Twitter was the first sign that I’m slowing down as technology speeds up, and I may never catch up. That I might be left out and behind didn’t disturb me too much. I lead a full life even without a Wii or Angry Birds.

Everything changed when Pecoraro’s began to sell out of its muffins and cookies early in the mornings. Pecoraro’s Bakery has been selling bread in my area since 1923, but the sweet baked goods are a recent addition that have had me hooked. Limited quantities are available only in the mornings on certain days, but I had an in: Teddy, the guy who’s been behind the counter at Pecoraro’s probably since 1923.

Teddy’s old enough to consider me still young and cute, and calls me “honey”. So every Sunday morning, I stop at Pecoraro’s and chit-chat with Teddy. He undercharges me for the bread loaves I buy, and gives me the low-down on what days the muffins and cookies will be available for the upcoming week.

“See you Tuesday, honey,” he calls out as the bell rings on the door closing behind me.

I would show up any day those sweet baked goods are available. Teddy knows it and we both benefit from our unspoken deal: I stroke Teddy’s ego with my young-ish female company, and he holds cookies (chocolate chip, not oatmeal raisin) and muffins (blueberry, not chocolate chip), fresh and warm, behind the counter for me. Until the morning I arrived and there were no sweets.

“We sold out, honey,” Teddy shrugged.

Even for me? I thought.

I let it slide without a fuss that one time. Three times is different.

I was sugar- and sleep-deprived one early morning as I arrived at Pecoraro’s. A group of the edgy hipster types new to the neighborhood walked out past me, each with a bag.

“Oh honey, you just missed out,” Teddy said when I entered.

“You didn’t save me any?” I asked, trying to control the quiver in my voice and the urge to lunge over the counter at Teddy.

“Well, there’s one muffin…” he began.

“But it’s chocolate chip!” I cried.

“Okay, okay, look, some cookies…”

“I don’t like oatmeal! And they’re broken!!”

“Honey, that’s all we got.”

I thought I would cry. Didn’t Teddy understand we had an understanding? The disappointment and desperation on my face moved him. What he said next stunned me.

“Honey, you should follow us on Twitter.”

“Excuse me?”

“You know, Twitter? We tweet as soon as the cookies and muffins come outta the oven.”

I saw the future at that moment, and it was filled with skinny-jeans wearing-twits eating my goodies.

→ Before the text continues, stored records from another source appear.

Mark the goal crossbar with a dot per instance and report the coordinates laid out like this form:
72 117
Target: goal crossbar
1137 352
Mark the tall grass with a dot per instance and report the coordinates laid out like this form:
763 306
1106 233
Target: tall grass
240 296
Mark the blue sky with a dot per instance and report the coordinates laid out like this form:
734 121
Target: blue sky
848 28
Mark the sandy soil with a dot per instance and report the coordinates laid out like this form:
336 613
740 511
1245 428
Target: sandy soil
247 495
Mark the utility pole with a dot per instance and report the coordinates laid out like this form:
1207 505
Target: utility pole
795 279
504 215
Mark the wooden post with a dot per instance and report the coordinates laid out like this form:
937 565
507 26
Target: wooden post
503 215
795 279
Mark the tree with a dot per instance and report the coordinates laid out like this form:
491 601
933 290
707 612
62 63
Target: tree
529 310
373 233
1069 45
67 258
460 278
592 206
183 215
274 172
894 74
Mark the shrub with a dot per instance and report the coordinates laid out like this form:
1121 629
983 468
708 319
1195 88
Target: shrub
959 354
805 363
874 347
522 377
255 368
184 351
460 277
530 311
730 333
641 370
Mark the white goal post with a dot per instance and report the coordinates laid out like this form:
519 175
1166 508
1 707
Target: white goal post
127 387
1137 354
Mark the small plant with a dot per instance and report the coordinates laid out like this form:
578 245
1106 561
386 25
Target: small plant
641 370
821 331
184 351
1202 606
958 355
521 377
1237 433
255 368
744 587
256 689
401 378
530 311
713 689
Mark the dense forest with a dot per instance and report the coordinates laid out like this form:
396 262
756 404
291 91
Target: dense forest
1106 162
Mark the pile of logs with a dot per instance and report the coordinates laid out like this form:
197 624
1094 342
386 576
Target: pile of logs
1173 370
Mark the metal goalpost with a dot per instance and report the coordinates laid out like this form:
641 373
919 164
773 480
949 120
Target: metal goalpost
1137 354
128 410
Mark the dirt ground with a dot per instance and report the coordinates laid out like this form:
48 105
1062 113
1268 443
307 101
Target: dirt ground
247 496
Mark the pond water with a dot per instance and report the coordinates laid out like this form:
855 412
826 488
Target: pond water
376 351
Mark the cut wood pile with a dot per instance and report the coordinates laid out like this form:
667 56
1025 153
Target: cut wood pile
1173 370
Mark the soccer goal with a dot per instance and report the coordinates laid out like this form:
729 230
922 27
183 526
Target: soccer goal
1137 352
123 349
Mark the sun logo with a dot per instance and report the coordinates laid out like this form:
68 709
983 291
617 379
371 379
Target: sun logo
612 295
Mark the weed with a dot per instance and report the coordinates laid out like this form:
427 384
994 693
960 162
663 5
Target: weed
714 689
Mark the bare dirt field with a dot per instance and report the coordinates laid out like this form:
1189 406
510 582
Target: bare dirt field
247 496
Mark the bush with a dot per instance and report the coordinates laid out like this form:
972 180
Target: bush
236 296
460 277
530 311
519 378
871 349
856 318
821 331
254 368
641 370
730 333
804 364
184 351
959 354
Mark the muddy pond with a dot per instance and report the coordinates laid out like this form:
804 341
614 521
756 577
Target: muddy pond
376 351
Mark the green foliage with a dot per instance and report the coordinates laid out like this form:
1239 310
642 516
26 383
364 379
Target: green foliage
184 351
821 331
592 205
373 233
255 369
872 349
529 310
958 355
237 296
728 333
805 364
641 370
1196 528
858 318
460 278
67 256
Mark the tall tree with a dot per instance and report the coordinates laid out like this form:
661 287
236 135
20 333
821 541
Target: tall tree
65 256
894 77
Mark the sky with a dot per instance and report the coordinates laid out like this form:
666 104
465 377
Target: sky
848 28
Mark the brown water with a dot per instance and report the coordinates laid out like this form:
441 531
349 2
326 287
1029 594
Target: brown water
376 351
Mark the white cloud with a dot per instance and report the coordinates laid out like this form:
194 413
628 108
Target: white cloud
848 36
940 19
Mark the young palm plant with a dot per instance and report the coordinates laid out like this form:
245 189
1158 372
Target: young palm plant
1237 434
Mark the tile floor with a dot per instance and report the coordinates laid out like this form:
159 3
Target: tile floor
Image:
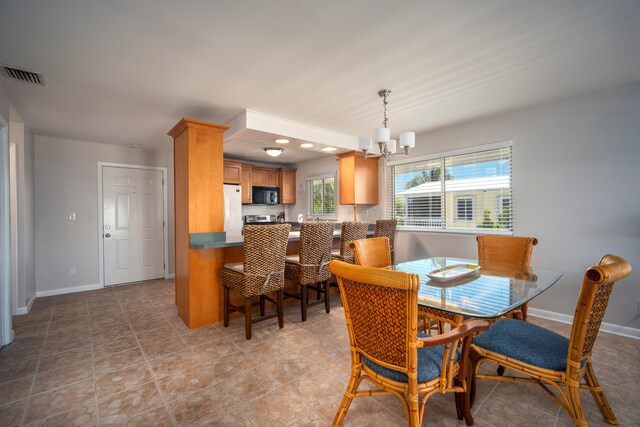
121 356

“I’ll never get cookies or muffins again because my phone is too dumb to get tweets!” I wailed to my husband B when I returned home.

“Uh, and you tawt you taw a puddy tat?” he replied from behind the sports section.

“Aargh, I’m SEER. REE. US!” I said with the intensity of an addict.

I explained how Teddy had broken our deal and my heart, and tweeting 20-somethings were enjoying my treats.

“But no one cares about an uncool 40-year-old grad student,” I continued in the spotlight of my melodrama. “I might as well eat apple sauce while I sit by my silent rotary phone.”

“Wear a bib in case you dribble,” B replied.

I was possibly having a mid-life crisis or sugar withdrawal, and B was focused on the Mets. I was drenched in sweat and wondered if I needed hormones or cookies.

“Here’s an idea,” B said, and finally lowered the paper.


“How about you use your dumb phone to call your boyfriend Teddy in the mornings and ask him to reserve you some cookies and muffins when they’re done? You’ll know what you’ll get and what time to get there.”

A voice-to-voice exchange via telephone. Could the solution be that simple? It was brilliant.

“Well, maybe that could work,” I hesitated.

B rolled his eyes and raised the newspaper again.

As I’ve mentioned: I’m a writer. B is an attorney. We’re both stubborn. I want to have my cake and the last word, too.

I went online to get Pecoraro’s phone number. I wanted to call as soon as they opened at 7 am to reserve muffins (two blueberry) and cookies (a half-dozen mix of chocolate chip and B’s preferred oatmeal raisin).